Once again, in none of all of this verbiage by Kozinski and his colleagues on the 9th circuit on the subject of prosecutorial inconsistency is Pyle v. Kansas even mentioned.

Ugh.

Anyway.  Let’s make a few points.

First, it is technically true that the breach of prosecutor ethics (and due process) is the deliberate use of false evidence or argument, not inconsistency per se.  But this is a meaningless quibble:  because of the inconsistency, it is absolutely certain that one or the other is false and that the prosecutor knows it.  The point of Pyle v. Kansas and the Mooney line of cases generally is that the government cannot be dishonest in its criminal prosecutions.  But how do you prove dishonesty?  Inconsistency is one way, and it leaves no question whatsoever.  It is not often you can be absolutely sure someone has been dishonest – but this is one of those times.

So.  Moving on.

Of course, as Judge Kozinski points out, there may be times when the prosecutor is confronted with conflicting accounts of this or that and so really has no firm idea of what happened or who is guilty of what, although someone is surely guilty of something.  Judge Kozinski asks if the prosecutor is precluded from presenting any case to a jury under such circumstances.

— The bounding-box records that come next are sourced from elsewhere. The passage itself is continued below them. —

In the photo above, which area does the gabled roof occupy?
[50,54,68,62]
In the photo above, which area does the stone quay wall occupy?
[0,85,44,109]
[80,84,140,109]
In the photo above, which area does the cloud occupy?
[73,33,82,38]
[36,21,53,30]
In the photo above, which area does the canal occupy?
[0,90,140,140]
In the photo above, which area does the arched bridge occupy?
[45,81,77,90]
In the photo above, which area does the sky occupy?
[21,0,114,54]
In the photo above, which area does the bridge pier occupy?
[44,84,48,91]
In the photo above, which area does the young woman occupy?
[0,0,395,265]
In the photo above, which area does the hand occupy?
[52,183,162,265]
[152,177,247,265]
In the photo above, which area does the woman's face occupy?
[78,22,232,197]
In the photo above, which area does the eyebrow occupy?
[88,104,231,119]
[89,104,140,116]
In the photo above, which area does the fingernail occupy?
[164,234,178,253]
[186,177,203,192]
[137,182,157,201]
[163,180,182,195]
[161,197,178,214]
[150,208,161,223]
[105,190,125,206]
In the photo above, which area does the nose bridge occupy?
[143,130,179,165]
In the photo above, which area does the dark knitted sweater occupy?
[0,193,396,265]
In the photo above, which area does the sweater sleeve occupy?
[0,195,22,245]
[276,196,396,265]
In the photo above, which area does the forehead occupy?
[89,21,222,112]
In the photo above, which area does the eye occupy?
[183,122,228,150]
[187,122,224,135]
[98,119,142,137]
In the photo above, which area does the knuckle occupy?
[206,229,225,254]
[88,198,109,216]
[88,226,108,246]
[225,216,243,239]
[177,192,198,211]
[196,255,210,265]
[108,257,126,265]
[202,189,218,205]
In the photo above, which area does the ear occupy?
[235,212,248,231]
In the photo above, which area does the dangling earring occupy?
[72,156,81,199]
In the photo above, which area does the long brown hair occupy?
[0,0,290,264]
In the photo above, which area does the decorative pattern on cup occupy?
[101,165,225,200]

Seriously?  Of course he is.  Did a federal appeals court judge really ask that question?  WTF?

So does this mean a criminal defendant has a right to a prosecutor who is genuinely convinced he is guilty?  Judge Kozinski asks that question, too.

Well, let us ask the same question another way:  Is a criminal defendant entitled to face only such charges as are brought in good faith?

The question answers itself.

Why is this so?  Why does this have to be the rule?

Because the government has power, and doesn’t need or have “rights”.  Because, as the Judge Kozinski of 2015 – in contrast to the Judge Kozinski of 1997 – realizes:

They say that any prosecutor worth his salt can get a grand jury to indict a ham sandwich.  It may be that a decent prosecutor could get a petit jury to convict a eunuch of rape.

Just so.

In 1942 nobody had to spell any of this out in any detail.  For that reason, you have to give Pyle v. Kansas a careful reading, but if you do there’s no question what it says and what it means, and it disposes of Judge Kozinski’s entire 1997 discussion of prosecutorial inconsistency in the Thompson case, quoted above.

How big a problem was this shift in prosecutorial self concept?  We have run across a parable:  the case of Jack McChullough.

The terrible abduction and murder of a little girl in 1957.  Somehow, the case that couldn’t be prosecuted back then could be prosecuted decades later – in 2012 – resulting, of course, in a conviction.

An apparently  wrongful conviction that was overturned in 2016.

Our system’s reliability depends, at the very least, upon the honesty of prosecutors.  Without it, we’ve lost our moorings.